RELAY enrolled 449 patients with stage IV NSCLC who had either EGFR exon 19 deletions or L858R mutations, and ECOG performance status of 0 or 1, and no central nervous system metastases. Patients were randomized 1:1 to receive either the combination of 150 mg/day of oral erlotinib with 10 mg/kg of intravenous ramucirumab or erlotinib with matching placebo once every 2 weeks.
The primary end point of the trial was PFS in the intention-to-treat population by investigator assessment according to RECIST 1.1 criteria. Secondary end points included safety and toxicity, overall survival, overall response rate (ORR), disease control rate (DCR), duration of response (DOR), pharmacokinetics and immunogenicity, and patient-reported outcomes.
Patients had a median age of 65 years between the 2 arms (range, 56-71) and 63% of the participants were female. The participants were predominantly Asian (77%) with never-smoker status (61%) and an ECOG performance status of 0 (53%). The majority of patients had stage IV disease at baseline (86%) and exon 19 deletions (54%).

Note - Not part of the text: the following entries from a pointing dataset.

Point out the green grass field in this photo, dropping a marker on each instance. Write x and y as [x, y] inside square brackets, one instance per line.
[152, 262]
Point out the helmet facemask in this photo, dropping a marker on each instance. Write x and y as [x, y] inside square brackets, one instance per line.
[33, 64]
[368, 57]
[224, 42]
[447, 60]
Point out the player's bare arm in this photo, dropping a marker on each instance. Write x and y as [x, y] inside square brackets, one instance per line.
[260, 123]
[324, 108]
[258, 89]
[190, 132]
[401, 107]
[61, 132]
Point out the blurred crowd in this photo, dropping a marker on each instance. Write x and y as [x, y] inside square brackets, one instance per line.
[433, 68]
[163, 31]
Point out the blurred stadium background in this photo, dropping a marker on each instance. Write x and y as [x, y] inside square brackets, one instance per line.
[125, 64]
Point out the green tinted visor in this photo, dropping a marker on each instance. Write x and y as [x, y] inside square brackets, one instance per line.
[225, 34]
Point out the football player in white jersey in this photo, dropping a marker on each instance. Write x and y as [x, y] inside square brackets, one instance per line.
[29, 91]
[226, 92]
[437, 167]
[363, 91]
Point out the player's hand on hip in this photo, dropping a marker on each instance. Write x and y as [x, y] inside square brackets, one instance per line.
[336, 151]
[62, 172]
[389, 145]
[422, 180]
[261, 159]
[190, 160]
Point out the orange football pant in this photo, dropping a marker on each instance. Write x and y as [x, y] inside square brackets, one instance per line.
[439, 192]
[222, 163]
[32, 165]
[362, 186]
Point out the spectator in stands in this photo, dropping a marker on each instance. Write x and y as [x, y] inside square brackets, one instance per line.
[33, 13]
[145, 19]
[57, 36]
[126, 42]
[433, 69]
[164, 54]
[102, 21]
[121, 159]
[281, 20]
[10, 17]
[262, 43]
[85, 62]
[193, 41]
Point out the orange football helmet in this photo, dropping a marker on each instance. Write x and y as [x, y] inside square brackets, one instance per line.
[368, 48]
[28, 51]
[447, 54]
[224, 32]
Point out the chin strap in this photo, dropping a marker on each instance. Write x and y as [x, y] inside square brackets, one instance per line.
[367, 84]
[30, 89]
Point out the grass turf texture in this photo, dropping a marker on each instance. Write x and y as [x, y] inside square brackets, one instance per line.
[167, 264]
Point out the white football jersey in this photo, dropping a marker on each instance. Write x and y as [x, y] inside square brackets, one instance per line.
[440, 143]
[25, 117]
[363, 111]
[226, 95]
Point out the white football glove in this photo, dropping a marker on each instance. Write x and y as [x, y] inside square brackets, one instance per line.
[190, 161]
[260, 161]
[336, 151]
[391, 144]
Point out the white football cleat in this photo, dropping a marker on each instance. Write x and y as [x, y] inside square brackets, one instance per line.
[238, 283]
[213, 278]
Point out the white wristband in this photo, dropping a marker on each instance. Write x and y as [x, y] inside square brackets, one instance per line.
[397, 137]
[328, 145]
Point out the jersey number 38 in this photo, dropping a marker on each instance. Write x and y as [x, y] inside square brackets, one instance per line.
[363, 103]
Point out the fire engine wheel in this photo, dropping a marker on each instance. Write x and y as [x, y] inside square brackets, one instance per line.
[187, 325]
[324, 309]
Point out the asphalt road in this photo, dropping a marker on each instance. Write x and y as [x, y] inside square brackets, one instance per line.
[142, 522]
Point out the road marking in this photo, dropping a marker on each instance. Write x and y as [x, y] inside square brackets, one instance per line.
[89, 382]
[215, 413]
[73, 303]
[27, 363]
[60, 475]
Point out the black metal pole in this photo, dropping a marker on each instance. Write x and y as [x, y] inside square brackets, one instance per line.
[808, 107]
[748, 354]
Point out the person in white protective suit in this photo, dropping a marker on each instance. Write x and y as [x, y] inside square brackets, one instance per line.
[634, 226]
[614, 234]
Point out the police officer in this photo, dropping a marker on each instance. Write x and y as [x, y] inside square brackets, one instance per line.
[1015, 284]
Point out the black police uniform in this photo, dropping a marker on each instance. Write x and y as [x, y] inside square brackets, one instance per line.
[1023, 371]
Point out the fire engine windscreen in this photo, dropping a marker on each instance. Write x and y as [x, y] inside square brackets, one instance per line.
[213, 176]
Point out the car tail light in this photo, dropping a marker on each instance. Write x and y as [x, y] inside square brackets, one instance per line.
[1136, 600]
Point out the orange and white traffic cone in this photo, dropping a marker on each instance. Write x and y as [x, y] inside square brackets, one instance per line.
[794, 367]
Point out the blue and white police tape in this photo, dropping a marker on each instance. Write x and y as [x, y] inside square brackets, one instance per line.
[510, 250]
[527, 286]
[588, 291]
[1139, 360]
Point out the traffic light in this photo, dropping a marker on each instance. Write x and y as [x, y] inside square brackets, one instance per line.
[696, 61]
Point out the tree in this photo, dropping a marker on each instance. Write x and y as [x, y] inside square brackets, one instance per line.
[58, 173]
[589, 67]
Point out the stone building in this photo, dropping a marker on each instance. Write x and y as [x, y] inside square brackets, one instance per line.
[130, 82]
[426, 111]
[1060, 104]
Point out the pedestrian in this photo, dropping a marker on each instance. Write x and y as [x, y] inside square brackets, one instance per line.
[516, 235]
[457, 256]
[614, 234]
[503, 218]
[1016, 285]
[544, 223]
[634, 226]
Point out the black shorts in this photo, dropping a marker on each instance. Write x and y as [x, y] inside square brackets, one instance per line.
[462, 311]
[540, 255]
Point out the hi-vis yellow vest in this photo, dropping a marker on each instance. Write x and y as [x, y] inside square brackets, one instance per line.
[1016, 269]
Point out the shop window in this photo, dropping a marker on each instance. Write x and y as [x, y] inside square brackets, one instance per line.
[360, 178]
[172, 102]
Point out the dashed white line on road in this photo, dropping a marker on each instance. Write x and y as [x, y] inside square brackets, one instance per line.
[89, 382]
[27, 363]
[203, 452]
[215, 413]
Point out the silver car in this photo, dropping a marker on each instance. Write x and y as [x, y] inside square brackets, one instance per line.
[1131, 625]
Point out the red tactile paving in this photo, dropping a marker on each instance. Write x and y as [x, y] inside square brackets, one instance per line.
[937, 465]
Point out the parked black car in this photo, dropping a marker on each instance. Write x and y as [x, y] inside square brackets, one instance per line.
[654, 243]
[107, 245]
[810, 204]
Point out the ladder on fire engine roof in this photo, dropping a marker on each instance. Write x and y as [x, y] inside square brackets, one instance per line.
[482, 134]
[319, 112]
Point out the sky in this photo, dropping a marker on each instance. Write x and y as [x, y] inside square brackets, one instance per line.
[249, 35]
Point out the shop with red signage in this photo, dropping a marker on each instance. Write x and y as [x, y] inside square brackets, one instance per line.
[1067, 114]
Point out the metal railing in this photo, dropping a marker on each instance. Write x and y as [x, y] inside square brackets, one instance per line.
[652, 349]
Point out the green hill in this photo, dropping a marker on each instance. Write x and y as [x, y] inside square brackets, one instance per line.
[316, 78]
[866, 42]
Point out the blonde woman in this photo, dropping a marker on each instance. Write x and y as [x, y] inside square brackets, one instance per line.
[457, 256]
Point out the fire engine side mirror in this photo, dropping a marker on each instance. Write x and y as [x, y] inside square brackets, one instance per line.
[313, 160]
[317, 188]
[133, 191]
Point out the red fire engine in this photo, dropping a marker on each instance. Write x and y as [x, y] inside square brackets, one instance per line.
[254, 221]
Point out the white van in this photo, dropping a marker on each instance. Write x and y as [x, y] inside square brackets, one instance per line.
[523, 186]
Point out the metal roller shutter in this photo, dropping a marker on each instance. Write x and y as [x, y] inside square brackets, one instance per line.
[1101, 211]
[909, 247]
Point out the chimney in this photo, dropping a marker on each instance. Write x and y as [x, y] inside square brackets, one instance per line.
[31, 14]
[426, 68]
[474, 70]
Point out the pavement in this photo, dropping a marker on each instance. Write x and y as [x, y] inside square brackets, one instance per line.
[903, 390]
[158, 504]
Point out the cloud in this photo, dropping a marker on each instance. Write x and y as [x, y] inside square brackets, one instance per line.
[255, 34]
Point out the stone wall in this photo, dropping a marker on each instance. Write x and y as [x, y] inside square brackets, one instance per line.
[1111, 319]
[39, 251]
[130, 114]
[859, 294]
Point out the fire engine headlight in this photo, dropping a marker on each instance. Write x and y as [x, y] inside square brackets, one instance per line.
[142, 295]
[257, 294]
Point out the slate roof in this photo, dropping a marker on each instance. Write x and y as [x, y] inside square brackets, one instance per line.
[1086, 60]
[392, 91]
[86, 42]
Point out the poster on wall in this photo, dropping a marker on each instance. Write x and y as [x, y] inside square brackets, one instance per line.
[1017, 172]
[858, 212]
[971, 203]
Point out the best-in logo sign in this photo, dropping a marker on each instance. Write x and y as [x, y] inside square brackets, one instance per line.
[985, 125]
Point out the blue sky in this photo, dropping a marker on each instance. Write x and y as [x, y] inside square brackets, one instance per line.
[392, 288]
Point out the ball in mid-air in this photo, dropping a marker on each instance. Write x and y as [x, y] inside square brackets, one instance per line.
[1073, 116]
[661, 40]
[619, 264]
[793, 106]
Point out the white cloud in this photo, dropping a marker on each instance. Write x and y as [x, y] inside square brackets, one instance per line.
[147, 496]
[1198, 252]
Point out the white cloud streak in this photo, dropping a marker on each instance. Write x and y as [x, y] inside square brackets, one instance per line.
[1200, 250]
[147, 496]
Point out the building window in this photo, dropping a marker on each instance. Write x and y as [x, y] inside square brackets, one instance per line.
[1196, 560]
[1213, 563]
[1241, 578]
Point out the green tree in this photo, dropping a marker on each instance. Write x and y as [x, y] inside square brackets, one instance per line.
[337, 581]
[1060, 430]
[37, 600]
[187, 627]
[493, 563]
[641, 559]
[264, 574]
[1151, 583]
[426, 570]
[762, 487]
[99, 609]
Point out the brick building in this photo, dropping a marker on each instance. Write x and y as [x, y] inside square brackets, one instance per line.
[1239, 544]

Follow-up lasted for a median of 20.7 months (range, 15.8-27.2). At 1 year, the PFS rate was 71.9% with the ramucirumab regimen versus 50.7% with erlotinib alone.
The ORR was similar between the 2 arms at 76% with the combination and 75% with erlotinib monotherapy; the DCR was 95% and 96%, respectively. The median DOR was 18.0 months with ramucirumab and erlotinib compared with 11.1 months with erlotinib and placebo (HR, 0.62; 95% CI, 0.48-0.81; P = .0003).
Overall survival data were not yet mature at the time of data cutoff, and the median was not yet reached in either arm.
All patients included in the safety analysis had at least 1 treatment-emergent adverse event (TEAE) and grade ≥3 TEAEs were seen in 72% of patients in the combination arm versus in 54% in the monotherapy arm. The most common grade ≥3 TEAEs in the combination arm were hypertension (24%) and dermatitis acneiform (15%).
Serious treatment-related AEs were observed in 15% of patients treated with ramucirumab and erlotinib versus 12% treated with erlotinib and placebo. The most common serious AEs of any grade in the ramucirumab and erlotinib group were pneumonia (3%), cellulitis (2%), and pneumothorax (2%).
Six deaths due to TEAEs were reported in the combination arm compared with none in the placebo group; one death from hemothorax was considered related to treatment.
The label for ramucirumab includes warnings for hemorrhage and gastrointestinal hemorrhage, gastrointestinal perforations, impaired wound healing, arterial thromboembolic events, infusion-related reactions, proteinuria, worsening of pre-existing hepatic impairment, Posterior Reversible Encephalopathy Syndrome (PRES); thyroid dysfunction, and embryo-fetal toxicity. Permanent discontinuation should be considered for patients who experience severe bleeding, gastrointestinal perforation, an arterial thromboembolic event, infusion-related reaction of grade 3 or 4, PRES, or nephrotic syndrome.
Ramucirumab is also FDA approved for the treatment of patients with select lung, liver, stomach, and colorectal cancers.